The same fate fell upon any Hollow he created from that day forward. Where he began his new following, no one is certain, and so the story ends on that hilltop with forty people. Forty dumbstruck bedouins, who would guard the secret of what they had seen and pass it on to their children like a curse. Children who would centuries later name themselves the Luna Latum, or "the Burial of the Moon". These people alone knew what waited beneath the sand―and what ran loose above it. They also knew what could stop the Hollows, and it was something they sure as hell didn't have.
Amphet and Nifushunm, even the very banks of the Ket, were gone. There was no indication, not so much as a dent in the sand, telling where the cities had once stood, nor to which spot Dahrkren would inevitably return to raise them. The bedouins had no comprehensive understanding of divinity, so they could not even ask the sands or the dead what to do. They had only the explanations the sisters had given them regarding Dahrkren and his abuse of power, as well as descriptions of the divine arts, basic means by which they might protect themselves while this misused force continued to spread.

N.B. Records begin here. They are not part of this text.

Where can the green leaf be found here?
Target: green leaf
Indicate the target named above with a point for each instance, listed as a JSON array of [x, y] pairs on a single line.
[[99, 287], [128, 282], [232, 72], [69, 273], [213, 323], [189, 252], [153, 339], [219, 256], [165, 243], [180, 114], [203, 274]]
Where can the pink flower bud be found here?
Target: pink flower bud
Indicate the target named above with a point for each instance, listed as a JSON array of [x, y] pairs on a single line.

And they had the following words, the last half of the sisters’ plan, the part that made Ghiyath Ayman, Su Kim Khan, Whitney Leroy Jackson, Corin Livingston III, and Jesse Cannon shake in their sleep about eight thousand years later:
"Keep all of this known well among yourselves and your children, and keep it secret, as others would invoke more evil out of panic. Have patience, remain vigilant, commune with the divine, and wait.

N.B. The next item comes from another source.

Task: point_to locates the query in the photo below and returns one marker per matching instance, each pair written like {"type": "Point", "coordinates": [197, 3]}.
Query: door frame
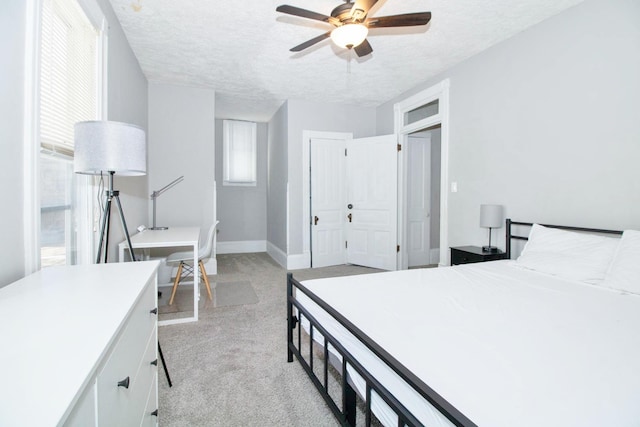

"We will send others to finish what we ourselves began, in the form of great men, born of woman’s flesh but constructed of the divine forces, five beings of terrible power, fierce and indestructible.
"They will move light, water and air, flame and earth, with courage and conscience, and they will seek death's origin together, as it will seek them in turn. It will find no place without suffering until that day, when by the sacrifice of Becoming they will defeat the crueler force, and banish its pale eye from the heavens.
"So preserve yourselves and watch for signs of them; prepare to defend and serve them. Forget our names but heed our forces, for through the coming Vessel, we will again touch the earth with new hands. Until that day, we remain only a part of it."